Backup talents shine in ‘20 Feet From Stardom’

Reviewer’s Rating: ★★★ 1/2

Photo provided by RadiusTWC --  Jo Lawry, from left, Judith Hill and Lisa Fischer sing 'Lean on Me' in '20 Feet From Stardom.'
Photo provided by RadiusTWC -- Jo Lawry, from left, Judith Hill and Lisa Fischer sing 'Lean on Me' in '20 Feet From Stardom.'

The famous sing the praises of the not-so-famous in “20 Feet From Stardom.”

Bruce Springsteen, Stevie Wonder, Mick Jagger, Chris Botti, Patti Austin and Sting are all part of the choir. They express their informed appreciation of the invaluable contributions that Darlene Love, New Orleans native Merry Clayton, Judith Hill, Claudia Lennear, Lisa Fischer, Táta Vega, the Waters siblings and other normally unheralded backup singers have made to music.

“20 Feet From Stardom” does for supporting vocalists what “Standing in the Shadows of Motown” did for recording session instrumentalists. In the latter 2002 concert-documentary, musicians who played for the many dozens of hits released by Motown Records moved briefly into the spotlight.

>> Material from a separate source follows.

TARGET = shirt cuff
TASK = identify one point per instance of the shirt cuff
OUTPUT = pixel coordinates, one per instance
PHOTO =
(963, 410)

“20 Feet From Stardom,” directed by Morgan Neville (“Respect Yourself: The Stax Records Story,” “Hank Williams: Honky Tonk Blues”), casts belated attention upon singers who enlivened recordings by Phil Spector, Carole King, the Rolling Stones, Lou Reed, Talking Heads, Joe Cocker, Michael Jackson and many others.

“There’s a power to what we do,” Janice Pendarvis (David Bowie, Steely Dan, Peter Tosh, Jimmy Cliff, the Stones) tells Neville’s camera. “No one till now has publicly acknowledged it.”

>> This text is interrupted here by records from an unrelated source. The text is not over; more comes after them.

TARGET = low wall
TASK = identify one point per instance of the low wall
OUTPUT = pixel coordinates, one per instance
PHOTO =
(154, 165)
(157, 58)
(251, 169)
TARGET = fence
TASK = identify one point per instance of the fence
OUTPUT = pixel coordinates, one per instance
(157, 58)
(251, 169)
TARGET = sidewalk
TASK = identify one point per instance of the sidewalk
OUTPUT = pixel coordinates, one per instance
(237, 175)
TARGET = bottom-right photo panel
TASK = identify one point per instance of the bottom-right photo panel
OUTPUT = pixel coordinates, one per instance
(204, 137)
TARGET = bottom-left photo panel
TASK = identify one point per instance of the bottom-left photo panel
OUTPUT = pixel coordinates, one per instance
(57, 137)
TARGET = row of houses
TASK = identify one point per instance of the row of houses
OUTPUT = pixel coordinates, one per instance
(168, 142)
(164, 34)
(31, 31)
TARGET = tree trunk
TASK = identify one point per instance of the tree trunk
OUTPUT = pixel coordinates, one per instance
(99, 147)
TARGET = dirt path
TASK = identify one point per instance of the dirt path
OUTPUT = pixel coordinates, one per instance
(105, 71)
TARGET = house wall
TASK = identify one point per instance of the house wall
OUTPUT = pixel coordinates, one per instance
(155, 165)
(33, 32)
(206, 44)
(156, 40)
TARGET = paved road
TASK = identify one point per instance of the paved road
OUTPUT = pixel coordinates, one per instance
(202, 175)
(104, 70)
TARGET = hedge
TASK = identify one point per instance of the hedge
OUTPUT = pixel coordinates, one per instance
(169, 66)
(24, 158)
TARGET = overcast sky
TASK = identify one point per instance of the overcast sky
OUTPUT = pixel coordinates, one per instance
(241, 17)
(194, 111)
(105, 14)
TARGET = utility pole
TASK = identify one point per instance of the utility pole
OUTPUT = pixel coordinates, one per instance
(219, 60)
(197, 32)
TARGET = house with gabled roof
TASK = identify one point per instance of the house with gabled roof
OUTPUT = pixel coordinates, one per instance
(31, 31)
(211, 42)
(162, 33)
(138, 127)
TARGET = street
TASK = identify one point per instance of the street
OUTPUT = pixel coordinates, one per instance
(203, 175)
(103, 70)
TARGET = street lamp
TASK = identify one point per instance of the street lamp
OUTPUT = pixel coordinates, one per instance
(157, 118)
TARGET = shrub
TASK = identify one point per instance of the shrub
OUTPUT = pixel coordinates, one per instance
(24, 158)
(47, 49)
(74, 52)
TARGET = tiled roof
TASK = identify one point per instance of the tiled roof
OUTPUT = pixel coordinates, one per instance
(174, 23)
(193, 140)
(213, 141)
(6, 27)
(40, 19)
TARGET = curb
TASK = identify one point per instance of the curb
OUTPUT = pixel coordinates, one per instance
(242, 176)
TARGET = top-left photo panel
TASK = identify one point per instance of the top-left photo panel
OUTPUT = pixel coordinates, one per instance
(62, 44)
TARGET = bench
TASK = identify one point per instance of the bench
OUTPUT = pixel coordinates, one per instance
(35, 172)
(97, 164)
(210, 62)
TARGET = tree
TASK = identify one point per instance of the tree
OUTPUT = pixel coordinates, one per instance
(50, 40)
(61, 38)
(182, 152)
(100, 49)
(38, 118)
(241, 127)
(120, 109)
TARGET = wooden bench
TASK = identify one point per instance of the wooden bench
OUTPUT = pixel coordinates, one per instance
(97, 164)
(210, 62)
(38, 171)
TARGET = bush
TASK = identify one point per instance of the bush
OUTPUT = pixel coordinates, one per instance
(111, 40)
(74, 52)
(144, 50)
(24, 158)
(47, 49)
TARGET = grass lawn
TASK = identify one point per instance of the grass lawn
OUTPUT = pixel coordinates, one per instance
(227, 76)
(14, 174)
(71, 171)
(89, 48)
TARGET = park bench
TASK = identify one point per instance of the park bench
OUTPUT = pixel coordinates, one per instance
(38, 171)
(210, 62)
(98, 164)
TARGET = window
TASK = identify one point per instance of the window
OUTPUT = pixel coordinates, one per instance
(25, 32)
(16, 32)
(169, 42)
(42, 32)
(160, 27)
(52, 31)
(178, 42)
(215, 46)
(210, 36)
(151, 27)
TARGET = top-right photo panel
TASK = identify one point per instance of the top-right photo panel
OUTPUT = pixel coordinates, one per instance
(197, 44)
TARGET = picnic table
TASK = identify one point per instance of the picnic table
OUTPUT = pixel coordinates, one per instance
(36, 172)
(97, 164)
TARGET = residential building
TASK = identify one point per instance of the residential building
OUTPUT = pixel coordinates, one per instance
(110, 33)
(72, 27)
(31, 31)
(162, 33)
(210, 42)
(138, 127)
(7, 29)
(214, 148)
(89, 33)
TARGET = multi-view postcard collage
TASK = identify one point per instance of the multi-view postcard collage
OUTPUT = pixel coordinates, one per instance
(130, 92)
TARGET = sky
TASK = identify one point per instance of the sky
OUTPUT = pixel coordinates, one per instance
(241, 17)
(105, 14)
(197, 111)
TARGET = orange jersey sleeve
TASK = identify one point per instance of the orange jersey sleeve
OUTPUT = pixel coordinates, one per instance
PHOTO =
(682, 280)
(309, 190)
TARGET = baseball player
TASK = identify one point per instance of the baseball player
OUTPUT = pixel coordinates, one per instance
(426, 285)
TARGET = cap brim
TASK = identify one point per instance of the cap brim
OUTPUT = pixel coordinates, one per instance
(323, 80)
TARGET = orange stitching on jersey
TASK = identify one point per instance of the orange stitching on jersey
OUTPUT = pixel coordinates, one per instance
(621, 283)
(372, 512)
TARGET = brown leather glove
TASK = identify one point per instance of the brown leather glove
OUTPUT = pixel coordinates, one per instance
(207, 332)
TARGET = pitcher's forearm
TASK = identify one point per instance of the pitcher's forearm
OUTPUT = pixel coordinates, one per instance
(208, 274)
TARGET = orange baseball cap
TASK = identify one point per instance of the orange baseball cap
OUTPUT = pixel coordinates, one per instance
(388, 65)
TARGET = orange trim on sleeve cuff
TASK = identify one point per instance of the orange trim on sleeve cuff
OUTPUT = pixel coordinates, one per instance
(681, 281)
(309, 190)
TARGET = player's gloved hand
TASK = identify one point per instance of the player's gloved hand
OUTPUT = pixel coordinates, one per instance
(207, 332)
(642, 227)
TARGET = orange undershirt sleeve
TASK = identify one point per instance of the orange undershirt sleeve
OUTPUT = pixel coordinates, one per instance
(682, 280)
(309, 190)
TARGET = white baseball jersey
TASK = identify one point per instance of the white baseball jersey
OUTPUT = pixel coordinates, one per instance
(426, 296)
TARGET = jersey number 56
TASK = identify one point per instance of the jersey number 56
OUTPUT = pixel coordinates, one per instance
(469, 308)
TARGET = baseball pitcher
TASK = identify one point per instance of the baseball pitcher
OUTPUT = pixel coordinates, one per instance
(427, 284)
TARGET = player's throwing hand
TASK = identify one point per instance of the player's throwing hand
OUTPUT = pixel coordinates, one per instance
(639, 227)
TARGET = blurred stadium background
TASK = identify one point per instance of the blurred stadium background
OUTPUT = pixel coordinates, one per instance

The documentary’s stories, told by the singers themselves, music executive and producer Lou Adler and the aforementioned stars, can be heartbreaking. Adler and others express their dismay and disbelief that singers they admired so much did not become stars themselves. Fischer even won a Grammy in 1992 but subsequently slipped back into her backup singing career.

The soul and vocal blend that backup singers graced recordings and performances with can often be traced to the church. Love and Clayton, to name a few, had minister fathers.

As a child in Gert Town, Clayton sang in choirs at Mount Moriah Baptist Church from the age of 4. She continued singing after her family moved to Los Angeles when she was 8. It was there that Clayton went to school with Darlene Love’s sister, Edna, and soon joined the ranks of L.A.’s most coveted session vocalists.

“20 Feet From Stardom” also features a great collection of vintage film footage. Spector and Love are seen in the studio, for instance, and there’s performance video of Ray Charles with his Raelettes and Ike and Tina Turner with the Ikettes. Along with the classic footage, stylishly shot contemporary scenes of the singers and their celebrity fans bring the film’s subjects full circle. Clayton stars in an especially compelling scene featuring her return to the studio where she sang a midnight session for the Rolling Stones’ “Gimmie Shelter.” Let the record show, she nailed it.

Clayton, Love, Fischer, Vega and other talents share their deep disappointments and frustrations, but they’re all, as “20 Feet From Stardom” reveals in such a classy, moving way, survivors.